この設計は、オンチェーンデリバティブとその参照する伝統的市場との間のギャップを狭める。トークン化されたエヌビディアのエクスポージャーを保有するトレーダーは、そのポジションを証拠金として、同一プラットフォーム内でナスダック100のレバレッジショートを建てることができる。マーケットメーカーは、自身が価格を提示している実物市場に連動した証拠金を用いて株式永久先物のエクスポージャーをヘッジでき、資産を別々のシステムで遊ばせておく必要性を減らすことで資本効率が向上する。
当初の提供銘柄は17銘柄(AAPL、AMD、AMZN、COIN、CRCL、GOOGL、HOOD、INTC、META、MSFT、MSTR、NFLX、NVDA、ORCL、PLTR、QQQ、TSLA)に加え、金と銀である。プロトコルは株式分割や配当などのコーポレートアクションをユーザーに代わって自動処理する。米国市民は規制上の要件により本プラットフォームを利用できない。
トークン化株式デリバティブを巡る競争激化
Ondoは、すでに確立されたプレーヤーが存在する市場に参入する。クラーケンは2月、110カ国の顧客を対象に最大20倍のレバレッジを提供する、規制対応済みのトークン化株式永久先物を業界初としてローンチした。コインベースも3月に、対象非米国顧客向けの永久株式先物を発表。株式契約には10倍、ETF契約には20倍のレバレッジを提供し、USDCで決済される。
各プラットフォームは、証拠金モデル、対応資産、規制カバレッジの面で差別化を図っている。Ondoの最大の差別化要因は、トークン化された実物資産を取引の直接の証拠金として利用できる点であり、暗号資産のみに依存しない点にある。同社は、今回のローンチ後、さらに追加の株式、ETF、コモディティを計画していると述べている。
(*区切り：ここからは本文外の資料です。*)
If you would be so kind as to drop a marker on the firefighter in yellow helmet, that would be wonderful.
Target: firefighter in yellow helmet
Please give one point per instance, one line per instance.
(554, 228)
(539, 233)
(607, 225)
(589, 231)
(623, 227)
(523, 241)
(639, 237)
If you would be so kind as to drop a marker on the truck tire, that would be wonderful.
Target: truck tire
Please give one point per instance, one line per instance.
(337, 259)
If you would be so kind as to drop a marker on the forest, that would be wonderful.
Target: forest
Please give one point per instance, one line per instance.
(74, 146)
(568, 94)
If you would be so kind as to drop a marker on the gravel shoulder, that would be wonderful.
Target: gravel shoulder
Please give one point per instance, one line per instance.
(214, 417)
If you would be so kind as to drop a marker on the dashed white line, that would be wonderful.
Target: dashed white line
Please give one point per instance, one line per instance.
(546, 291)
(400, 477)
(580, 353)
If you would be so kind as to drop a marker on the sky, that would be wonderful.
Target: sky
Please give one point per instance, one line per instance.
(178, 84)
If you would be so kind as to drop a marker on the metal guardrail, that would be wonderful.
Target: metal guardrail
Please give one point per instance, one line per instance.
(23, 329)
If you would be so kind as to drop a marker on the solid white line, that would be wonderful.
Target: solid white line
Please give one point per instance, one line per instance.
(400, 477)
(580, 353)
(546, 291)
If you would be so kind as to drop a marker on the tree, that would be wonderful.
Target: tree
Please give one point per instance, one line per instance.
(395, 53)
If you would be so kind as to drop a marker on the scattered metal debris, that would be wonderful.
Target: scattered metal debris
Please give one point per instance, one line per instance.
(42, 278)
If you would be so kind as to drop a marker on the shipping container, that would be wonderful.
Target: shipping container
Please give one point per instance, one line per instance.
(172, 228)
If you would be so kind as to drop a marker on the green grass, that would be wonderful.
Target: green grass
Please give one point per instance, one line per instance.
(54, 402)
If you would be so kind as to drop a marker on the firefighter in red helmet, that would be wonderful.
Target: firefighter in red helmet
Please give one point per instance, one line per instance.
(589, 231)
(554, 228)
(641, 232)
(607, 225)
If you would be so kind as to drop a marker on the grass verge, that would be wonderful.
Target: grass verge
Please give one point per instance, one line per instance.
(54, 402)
リスクとしては、トークン化株式永久先物が価格形成や流動性を伝統的市場インフラに依存している点が挙げられる。株価は、伝統的取引所が閉鎖している時間帯でも、決算、マクロ経済データ、企業ニュースに反応する。20倍のレバレッジポジションは、ボラティリティの高い局面で価格形成、証拠金評価、ヘッジが適切に機能しなければ、含み益から即座にロスカットに転じる可能性がある。1日の取引高、建玉、資金調達レートの安定性、板の厚みといった初期の指標が、Ondo Perpsがすでに確立された永久先物市場を運営する大手中央集権型取引所と競争できるかどうかを決定づけることになる。
本記事は情報提供のみを目的としており、投資助言を構成するものではない。